- Directed by: William Richert
- Produced by: William Richert
- Starring: Leon Danielian; Janis Roswick Menken; Daniel Giagni; Andrei Kulyk; Valentina Pereyaslavec; Yurek Lazowski; Rudolph Nureyev; Natalia Makarova; Michael Maule; Fernando Bujones;
- Edited by: David Hill Anthony Potenza Robert Van Dyke
- Production companies: Leroy Street Productions, Inc.
- Distributed by: Roninfilm
- Release dates: October 20, 1972 (San Francisco Film Festival); June of 1973 First Avenue Screening Room, New York City
- Running time: 70 minutes
- Country: United States
- Language: English

= A Dancer's Life =

A Dancer's Life: The First Position is a 1972 ballet documentary directed and produced by William Richert.

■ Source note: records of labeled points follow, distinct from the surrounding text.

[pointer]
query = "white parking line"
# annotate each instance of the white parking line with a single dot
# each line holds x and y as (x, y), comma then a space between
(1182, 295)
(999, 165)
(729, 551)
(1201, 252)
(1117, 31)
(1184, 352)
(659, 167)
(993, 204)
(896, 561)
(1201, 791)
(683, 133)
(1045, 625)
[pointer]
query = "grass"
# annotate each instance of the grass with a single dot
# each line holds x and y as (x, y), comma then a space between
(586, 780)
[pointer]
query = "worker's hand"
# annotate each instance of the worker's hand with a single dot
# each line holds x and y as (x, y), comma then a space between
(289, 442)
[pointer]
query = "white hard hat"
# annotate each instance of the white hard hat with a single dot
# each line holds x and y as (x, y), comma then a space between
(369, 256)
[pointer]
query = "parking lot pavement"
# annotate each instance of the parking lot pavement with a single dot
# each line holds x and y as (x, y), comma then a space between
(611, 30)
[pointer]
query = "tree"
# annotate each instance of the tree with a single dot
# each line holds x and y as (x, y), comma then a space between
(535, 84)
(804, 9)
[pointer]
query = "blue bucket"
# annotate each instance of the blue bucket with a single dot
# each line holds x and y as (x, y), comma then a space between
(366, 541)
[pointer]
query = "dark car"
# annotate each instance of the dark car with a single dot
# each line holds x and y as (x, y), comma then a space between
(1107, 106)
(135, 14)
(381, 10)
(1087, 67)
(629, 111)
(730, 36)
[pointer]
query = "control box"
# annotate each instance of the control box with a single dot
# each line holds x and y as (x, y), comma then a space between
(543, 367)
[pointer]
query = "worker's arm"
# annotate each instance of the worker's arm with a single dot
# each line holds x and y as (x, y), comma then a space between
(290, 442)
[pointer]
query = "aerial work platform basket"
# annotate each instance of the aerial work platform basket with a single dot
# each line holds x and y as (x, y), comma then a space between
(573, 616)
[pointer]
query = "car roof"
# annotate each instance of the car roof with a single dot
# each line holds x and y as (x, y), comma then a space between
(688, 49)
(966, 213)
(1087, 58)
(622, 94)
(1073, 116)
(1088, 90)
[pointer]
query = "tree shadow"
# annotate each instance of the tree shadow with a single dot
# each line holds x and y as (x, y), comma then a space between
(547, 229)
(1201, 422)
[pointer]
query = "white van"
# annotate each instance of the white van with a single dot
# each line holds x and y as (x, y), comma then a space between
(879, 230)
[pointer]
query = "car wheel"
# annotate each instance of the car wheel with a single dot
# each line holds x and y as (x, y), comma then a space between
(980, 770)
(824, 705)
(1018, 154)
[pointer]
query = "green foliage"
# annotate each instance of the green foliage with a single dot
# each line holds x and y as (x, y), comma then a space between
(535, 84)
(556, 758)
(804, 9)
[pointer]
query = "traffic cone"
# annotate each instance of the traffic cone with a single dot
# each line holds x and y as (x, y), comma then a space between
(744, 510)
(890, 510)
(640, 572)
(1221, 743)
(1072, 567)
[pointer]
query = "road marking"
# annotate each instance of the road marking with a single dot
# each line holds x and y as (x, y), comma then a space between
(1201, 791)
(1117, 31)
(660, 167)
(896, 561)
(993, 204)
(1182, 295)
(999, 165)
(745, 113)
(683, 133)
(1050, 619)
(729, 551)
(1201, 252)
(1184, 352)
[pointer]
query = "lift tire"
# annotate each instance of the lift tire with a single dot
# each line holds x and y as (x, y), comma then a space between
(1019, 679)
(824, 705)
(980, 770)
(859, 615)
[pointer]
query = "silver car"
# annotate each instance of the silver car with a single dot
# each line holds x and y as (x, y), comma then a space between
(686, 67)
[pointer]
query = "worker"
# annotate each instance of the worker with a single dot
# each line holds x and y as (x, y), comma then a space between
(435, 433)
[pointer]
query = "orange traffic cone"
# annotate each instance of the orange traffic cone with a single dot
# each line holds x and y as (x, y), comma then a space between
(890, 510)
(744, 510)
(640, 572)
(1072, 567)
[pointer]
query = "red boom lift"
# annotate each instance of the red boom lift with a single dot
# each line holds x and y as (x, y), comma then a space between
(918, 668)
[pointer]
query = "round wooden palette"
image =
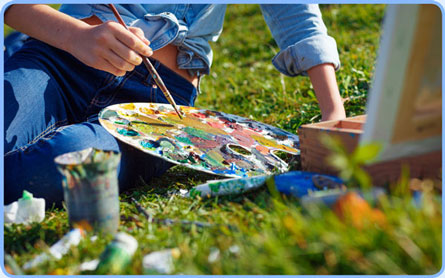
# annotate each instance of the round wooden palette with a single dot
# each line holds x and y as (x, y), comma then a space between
(209, 141)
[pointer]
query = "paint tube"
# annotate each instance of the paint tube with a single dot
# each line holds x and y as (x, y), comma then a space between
(295, 183)
(160, 262)
(90, 188)
(226, 187)
(25, 210)
(117, 254)
(89, 265)
(59, 249)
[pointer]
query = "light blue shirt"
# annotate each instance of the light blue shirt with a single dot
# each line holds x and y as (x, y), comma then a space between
(298, 30)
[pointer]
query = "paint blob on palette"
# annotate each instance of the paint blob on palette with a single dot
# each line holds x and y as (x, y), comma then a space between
(209, 141)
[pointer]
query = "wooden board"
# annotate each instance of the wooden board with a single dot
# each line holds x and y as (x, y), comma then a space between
(314, 154)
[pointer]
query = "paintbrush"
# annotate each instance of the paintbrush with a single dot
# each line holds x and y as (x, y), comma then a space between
(151, 69)
(172, 221)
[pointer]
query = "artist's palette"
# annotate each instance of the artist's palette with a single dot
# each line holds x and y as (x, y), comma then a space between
(209, 141)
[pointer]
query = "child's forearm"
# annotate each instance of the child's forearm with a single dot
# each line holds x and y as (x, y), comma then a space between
(108, 46)
(44, 23)
(326, 90)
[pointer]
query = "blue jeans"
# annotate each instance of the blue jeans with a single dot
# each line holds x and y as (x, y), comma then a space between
(51, 105)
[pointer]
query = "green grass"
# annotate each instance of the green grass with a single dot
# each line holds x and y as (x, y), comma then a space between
(274, 235)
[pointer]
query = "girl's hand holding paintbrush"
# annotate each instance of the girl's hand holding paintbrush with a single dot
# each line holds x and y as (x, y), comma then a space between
(107, 46)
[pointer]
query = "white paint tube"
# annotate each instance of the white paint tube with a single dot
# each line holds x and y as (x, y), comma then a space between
(59, 249)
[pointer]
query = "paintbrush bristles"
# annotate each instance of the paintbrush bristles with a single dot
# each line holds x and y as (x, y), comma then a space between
(151, 69)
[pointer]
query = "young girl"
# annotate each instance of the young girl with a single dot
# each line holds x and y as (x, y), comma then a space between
(80, 60)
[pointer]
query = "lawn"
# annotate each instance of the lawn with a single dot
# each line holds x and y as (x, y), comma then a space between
(273, 234)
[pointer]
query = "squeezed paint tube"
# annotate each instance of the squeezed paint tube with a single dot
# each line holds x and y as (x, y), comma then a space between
(25, 210)
(90, 188)
(60, 248)
(117, 254)
(295, 183)
(159, 262)
(170, 221)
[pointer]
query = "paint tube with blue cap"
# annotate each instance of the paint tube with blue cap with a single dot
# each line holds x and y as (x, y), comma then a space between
(90, 188)
(295, 183)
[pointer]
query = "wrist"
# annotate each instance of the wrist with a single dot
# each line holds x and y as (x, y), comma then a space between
(73, 35)
(336, 112)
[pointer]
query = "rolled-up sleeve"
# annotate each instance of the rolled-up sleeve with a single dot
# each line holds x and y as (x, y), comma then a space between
(302, 37)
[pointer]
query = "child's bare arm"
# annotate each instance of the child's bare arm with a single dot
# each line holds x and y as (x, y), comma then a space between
(108, 46)
(326, 90)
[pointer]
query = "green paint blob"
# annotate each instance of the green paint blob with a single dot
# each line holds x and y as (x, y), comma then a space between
(127, 132)
(142, 127)
(167, 146)
(198, 133)
(184, 140)
(215, 187)
(108, 114)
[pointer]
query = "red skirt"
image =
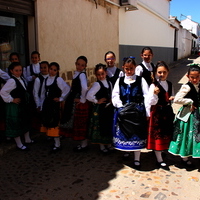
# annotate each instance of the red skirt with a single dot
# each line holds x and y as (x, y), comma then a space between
(160, 128)
(80, 122)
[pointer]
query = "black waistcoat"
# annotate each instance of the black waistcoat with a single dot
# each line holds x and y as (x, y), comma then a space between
(52, 91)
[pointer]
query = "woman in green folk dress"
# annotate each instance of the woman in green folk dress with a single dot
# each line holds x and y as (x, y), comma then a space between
(186, 137)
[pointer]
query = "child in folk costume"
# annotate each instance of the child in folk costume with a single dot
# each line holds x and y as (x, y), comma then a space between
(130, 122)
(146, 68)
(56, 91)
(31, 72)
(186, 136)
(39, 88)
(102, 115)
(14, 93)
(14, 57)
(161, 115)
(76, 109)
(113, 72)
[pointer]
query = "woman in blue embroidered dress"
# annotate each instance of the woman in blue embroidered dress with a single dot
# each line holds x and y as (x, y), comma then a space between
(129, 94)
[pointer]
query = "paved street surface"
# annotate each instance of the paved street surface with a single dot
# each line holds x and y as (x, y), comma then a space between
(66, 175)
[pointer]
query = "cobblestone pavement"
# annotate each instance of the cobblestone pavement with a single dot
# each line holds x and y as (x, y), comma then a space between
(66, 175)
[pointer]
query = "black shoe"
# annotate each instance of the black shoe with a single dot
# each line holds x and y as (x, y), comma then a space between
(162, 165)
(126, 155)
(23, 148)
(31, 142)
(138, 166)
(104, 151)
(79, 148)
(55, 149)
(187, 163)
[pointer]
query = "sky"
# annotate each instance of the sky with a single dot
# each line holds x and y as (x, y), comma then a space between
(182, 8)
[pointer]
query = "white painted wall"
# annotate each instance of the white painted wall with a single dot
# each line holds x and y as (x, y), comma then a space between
(67, 29)
(144, 27)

The personal and professional lives of aspiring dancers at New York's American Ballet Theatre School are chronicled in this documentary.

==Synopsis==
This documentary about the teachers and students of the American Ballet Theatre School focuses primarily on three aspiring dancers: teenaged Janis Roswick, Daniel Giagni (who adores her), and the irresponsible David Prince. Throughout the film, Janis reads aloud from her diary, disclosing her intention to add beauty to the world and become a better person through dance, and describes her preparation to lose her innocence. Janis is frequently seen walking with Daniel and another dancer, Andrei Kulyk, who flirts with her.

When Daniel confides in Andrei about the shyness which keeps him from declaring his feelings for Janis, Andrei advises him to sublimate his feelings to his art. Daniel's life outside of school, as he drills and trains to be a typist with the New York National Guard, is contrasted with his rehearsals of a scene from Petrouchka, in which he evokes unrequited love as Janis watches.

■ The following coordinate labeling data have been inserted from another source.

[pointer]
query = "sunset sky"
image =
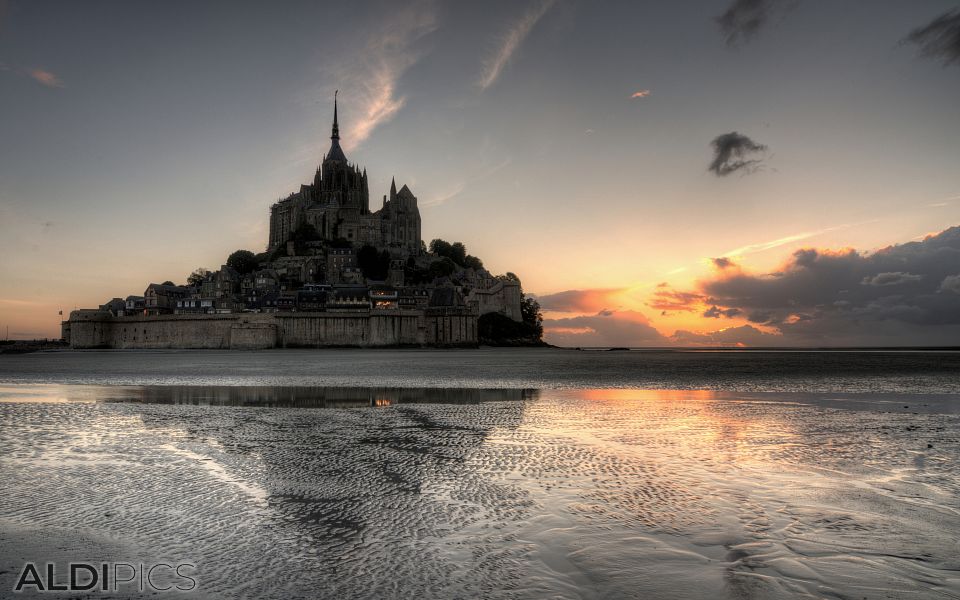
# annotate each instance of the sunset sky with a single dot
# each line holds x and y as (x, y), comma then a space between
(570, 142)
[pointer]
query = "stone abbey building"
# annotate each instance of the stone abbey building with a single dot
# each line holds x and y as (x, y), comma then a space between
(337, 206)
(333, 274)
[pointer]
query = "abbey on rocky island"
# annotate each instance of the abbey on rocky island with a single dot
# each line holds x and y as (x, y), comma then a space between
(337, 207)
(333, 274)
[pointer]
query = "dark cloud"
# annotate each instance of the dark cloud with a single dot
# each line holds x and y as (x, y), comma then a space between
(906, 294)
(743, 20)
(667, 299)
(939, 39)
(723, 262)
(715, 312)
(745, 335)
(585, 301)
(890, 278)
(606, 328)
(950, 283)
(730, 152)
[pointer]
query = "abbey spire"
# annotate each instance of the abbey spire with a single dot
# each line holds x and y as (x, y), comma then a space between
(335, 152)
(335, 133)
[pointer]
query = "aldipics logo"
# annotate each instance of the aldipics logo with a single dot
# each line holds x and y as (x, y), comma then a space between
(107, 577)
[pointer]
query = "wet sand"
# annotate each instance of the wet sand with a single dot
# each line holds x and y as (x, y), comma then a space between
(572, 493)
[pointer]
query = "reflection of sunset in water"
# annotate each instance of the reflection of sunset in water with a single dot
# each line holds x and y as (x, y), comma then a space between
(500, 493)
(684, 421)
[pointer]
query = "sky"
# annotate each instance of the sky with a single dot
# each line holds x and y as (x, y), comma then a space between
(749, 172)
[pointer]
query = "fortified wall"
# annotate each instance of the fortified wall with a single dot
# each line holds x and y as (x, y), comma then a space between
(249, 331)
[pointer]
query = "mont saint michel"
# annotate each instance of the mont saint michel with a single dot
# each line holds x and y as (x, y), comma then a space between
(334, 273)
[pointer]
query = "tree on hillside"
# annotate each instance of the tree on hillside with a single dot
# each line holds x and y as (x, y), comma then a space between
(456, 252)
(374, 265)
(532, 317)
(242, 261)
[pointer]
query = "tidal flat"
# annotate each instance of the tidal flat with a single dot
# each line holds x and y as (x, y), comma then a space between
(535, 477)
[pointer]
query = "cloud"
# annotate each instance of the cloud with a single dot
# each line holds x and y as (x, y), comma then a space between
(730, 152)
(789, 239)
(899, 295)
(743, 20)
(583, 301)
(715, 312)
(511, 42)
(723, 263)
(46, 78)
(604, 329)
(744, 335)
(951, 283)
(890, 278)
(939, 39)
(368, 76)
(666, 298)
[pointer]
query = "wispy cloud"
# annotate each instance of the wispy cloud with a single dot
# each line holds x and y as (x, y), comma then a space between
(460, 187)
(46, 78)
(743, 19)
(760, 247)
(368, 77)
(41, 76)
(940, 38)
(730, 152)
(511, 42)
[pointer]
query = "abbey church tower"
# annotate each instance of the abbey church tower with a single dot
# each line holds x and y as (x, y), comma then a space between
(337, 206)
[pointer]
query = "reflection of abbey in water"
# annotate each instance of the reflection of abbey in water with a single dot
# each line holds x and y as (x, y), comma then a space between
(313, 397)
(334, 273)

Daniel comes close to initiating a romantic moment with Janis in her apartment when he tries to take her hand, but when she is not responsive, he soon leaves. David is first seen in his apartment, telling fellow student Marlese Rockey of his ambivalence about becoming a dancer and complaining that Leon Danielian, the school's director, characterizes him as conniving. Following this, David is seen in Danielian's office, where the director remarks on the boy's improved attitude and cautions him that it must continue or he will be dismissed from school.

David is later seen during a visit with his mother, who tries to convince him to return home to Florida. In a segment titled “Acceptance,” after having sex with Marlese, David announces that he might soon leave New York, and later, in a segment called “Betrayal,” Marlese characterizes her affair with him as “time wasted on something that didn’t exist.” In the following segment, David is seen back on a Florida beach, discussing Marlese, his feelings about his lost dance career and his current employment as a supermarket bagger.

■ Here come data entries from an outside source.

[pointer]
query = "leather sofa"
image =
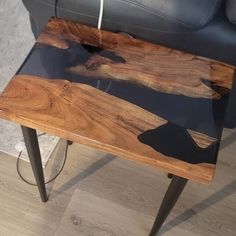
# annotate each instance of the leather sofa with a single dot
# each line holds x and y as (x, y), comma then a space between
(203, 27)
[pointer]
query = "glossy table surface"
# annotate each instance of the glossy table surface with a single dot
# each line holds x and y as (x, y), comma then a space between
(134, 99)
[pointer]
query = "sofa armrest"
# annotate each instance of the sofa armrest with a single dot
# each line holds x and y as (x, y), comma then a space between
(231, 10)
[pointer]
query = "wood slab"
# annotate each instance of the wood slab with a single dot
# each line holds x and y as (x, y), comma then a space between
(133, 99)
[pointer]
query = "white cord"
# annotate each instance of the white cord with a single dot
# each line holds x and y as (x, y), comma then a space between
(100, 14)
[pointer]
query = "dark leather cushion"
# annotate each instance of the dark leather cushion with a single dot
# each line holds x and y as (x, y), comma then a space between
(162, 15)
(231, 10)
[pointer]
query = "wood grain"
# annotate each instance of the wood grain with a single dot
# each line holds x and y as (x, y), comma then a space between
(159, 68)
(86, 115)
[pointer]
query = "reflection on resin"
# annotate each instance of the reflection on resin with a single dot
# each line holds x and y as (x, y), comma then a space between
(174, 141)
(53, 63)
(199, 114)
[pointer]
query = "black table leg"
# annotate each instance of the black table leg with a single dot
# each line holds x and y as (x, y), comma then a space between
(32, 146)
(173, 193)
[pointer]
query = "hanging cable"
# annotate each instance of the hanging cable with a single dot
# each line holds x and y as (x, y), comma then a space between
(50, 180)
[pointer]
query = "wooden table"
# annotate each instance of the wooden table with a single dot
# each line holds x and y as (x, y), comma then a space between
(137, 100)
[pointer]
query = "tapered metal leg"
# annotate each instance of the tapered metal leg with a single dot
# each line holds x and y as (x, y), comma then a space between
(173, 193)
(32, 146)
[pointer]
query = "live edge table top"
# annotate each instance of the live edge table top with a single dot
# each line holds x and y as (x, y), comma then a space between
(134, 99)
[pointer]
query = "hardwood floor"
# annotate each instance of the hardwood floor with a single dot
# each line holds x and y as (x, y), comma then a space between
(98, 194)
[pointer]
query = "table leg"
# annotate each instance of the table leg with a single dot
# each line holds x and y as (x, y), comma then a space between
(173, 193)
(32, 146)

In segments throughout the film, costumed dancers perform excerpts from the ballet Petrouchka. Teachers Valentina Pereyaslavec and Michael Maule are seen instructing classes, as is Danielian. Using a wheelchair throughout most of the film, Danielian discusses his ongoing treatments for arthritis, and sepia-toned footage of a young Danielian dancing in Paris is shown. Later, after an operation restores his mobility, Danielian walks into class where he is applauded by his students. Rudolph Nureyev is seen briefly in practice at the studio and Julie Newmar discusses the life of a dancer and talks to Maule about his short film career.

The film ends with a long session in which Janis and Daniel perform a romantic, tender dance together, followed by still photographs of students as Pereyaslavec's voice is heard instructing a class.

==Cast==
- Leon Danielian
- Janis Roswick Menken
- Daniel Giagni
- Andrei Kulyk
- Valentina Pereyaslavec
- Yurek Lazowski
- Marlese Rockey
- Michael Maule
- Seymour Roswick
- Alex Edwards
- Rudolph Nureyev
- Natalia Makarova
- Julie Newmar
- Fernando Bujones
- Dana Nugent

===Petrouchka dancers===
- Michael Smuin
- Diana Weber
- Keith Lee
- Yurek Lazowski
- Valentina Vishevsky

==Critical reception==
The film received some "glowing reviews, then disappeared," as described by Diane Hubbard Burns of the Orlando Sentinel in 1990. The New York Times film critic Roger Greenspun gave the film a positive review upon its release in New York in June 1973. In 1992, John Hartl of The Seattle Times called it "one of the finest ballet movies ever made."

==Home media==
The documentary was restored by the film's executive producer Jerry Seltzer and producer/director William Richert using the only two existing prints, rescuing it from obscurity. The film was released on home video "somewhere in the early 1990s."